There’s a new survey out that finds the chief concern of fleet managers is maximizing productivity. They rank working to generate better productivity from their fleet as more important than meeting cost savings goals or understanding the impact of new technology.
In fact, productivity was named as the primary concern almost twice as often as cost control and technology education.
That finding shouldn’t be a surprise to anyone familiar with running a truck fleet. After all, businesses invest precious capital in trucks to handle essential work, whether it be carrying freight for profit, supporting a core business with transportation resources, or providing a way to deliver field service.
Nearly one-third of those surveyed identified spec’ing the right truck for the job as the most important element in getting maximum productivity from a fleet. Again, not a surprise. And since it was conducted by GE Capital Fleet Services, you also won’t be surprised to hear that nearly the same percentage indicated that spec’ing the right truck was the most valued service that could be provided by a fleet management company, followed by tracking downtime and reducing total cost of ownership.
To summarize, then, fleet managers told GE they want to get the most work out of their trucks at the lowest cost possible.
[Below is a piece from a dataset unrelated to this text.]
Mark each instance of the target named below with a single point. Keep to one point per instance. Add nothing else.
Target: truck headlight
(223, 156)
While it sounds obvious when you put it like that, this is a basic tenet of fleet management that should shape every management decision you make. But that’s not easy when faced with the daily pressures and demands created by customers, regulators and even society.
Sometimes, though, those external forces and your mandate to deliver maximum productivity at the lowest cost can actually be complementary. Take rising fuel prices and sustainability.
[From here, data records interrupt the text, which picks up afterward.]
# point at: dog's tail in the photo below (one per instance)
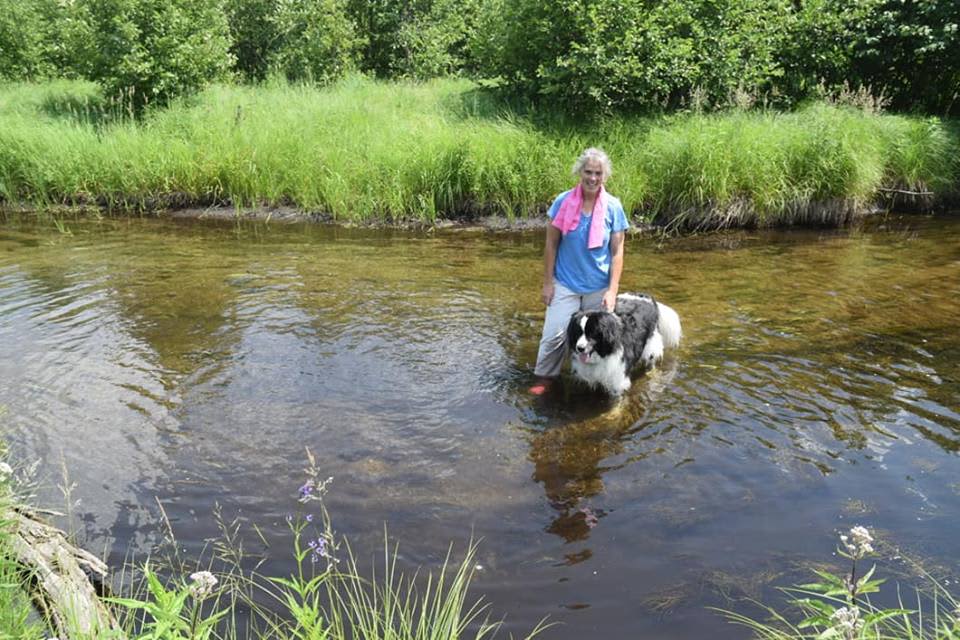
(669, 326)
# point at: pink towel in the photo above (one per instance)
(568, 217)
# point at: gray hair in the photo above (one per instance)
(597, 155)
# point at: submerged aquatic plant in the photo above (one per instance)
(318, 601)
(839, 607)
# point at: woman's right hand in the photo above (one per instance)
(547, 293)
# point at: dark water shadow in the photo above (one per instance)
(583, 431)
I’ve just come across a second survey, this one conducted by a fleet management division of Trimble, among field service operations in the U.K. It identifies rising fuel costs as the number one concern among those fleets. In a separate question, two-thirds of the responding fleets said they expect social and regulatory efforts aimed at fostering environmental sustainability to have “a significant effect on their businesses moving forward.”
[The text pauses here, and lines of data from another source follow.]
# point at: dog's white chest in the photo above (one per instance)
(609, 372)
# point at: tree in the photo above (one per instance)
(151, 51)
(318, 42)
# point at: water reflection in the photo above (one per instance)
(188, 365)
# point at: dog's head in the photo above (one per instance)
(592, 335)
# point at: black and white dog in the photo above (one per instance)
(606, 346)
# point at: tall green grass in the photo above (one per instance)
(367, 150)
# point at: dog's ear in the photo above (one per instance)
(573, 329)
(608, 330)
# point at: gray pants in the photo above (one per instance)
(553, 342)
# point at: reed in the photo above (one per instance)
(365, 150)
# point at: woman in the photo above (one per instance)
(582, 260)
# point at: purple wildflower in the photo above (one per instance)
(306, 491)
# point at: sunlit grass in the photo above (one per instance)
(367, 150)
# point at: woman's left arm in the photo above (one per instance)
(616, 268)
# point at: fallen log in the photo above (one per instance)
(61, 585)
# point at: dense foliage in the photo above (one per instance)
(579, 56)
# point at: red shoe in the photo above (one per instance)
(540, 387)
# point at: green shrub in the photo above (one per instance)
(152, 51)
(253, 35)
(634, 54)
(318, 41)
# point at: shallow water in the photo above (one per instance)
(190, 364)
Greenhouse gas (GHG) emissions are the major sustainability issue for truck operations, with the Trimble study reporting that 280 million commercial vehicle fleets operating worldwide generate 5.75% of the world’s GHG emissions, primarily in the form of carbon dioxide (CO2). And it projects those fleet numbers will grow to 400 million by 2020.
The best way for fleets to cut CO2 and meet the growing demand for lower GHG emissions is to use less fuel. Some of the reduction will come from new truck technologies like those we’re already seeing here in the U.S. as we near our own 2014 GHG mandate.
But Trimble’s survey finds that some will also come from operational changes like better route planning that lie outside of vehicle emissions mandates. Why? Because those changes will allow fleets to be more productive while helping them offset rising costs. Whether it’s trucks that use less fuel or fleets that run fewer unproductive miles, fleets will reap tangible benefits from their contributions to environmental sustainability.
Going forward, let’s hope trucking fosters the creativity and talent to find similar ways to serve both its need for ever increasing productivity with the general public’s desire for solutions to big issues like economic development, highway safety and unemployment.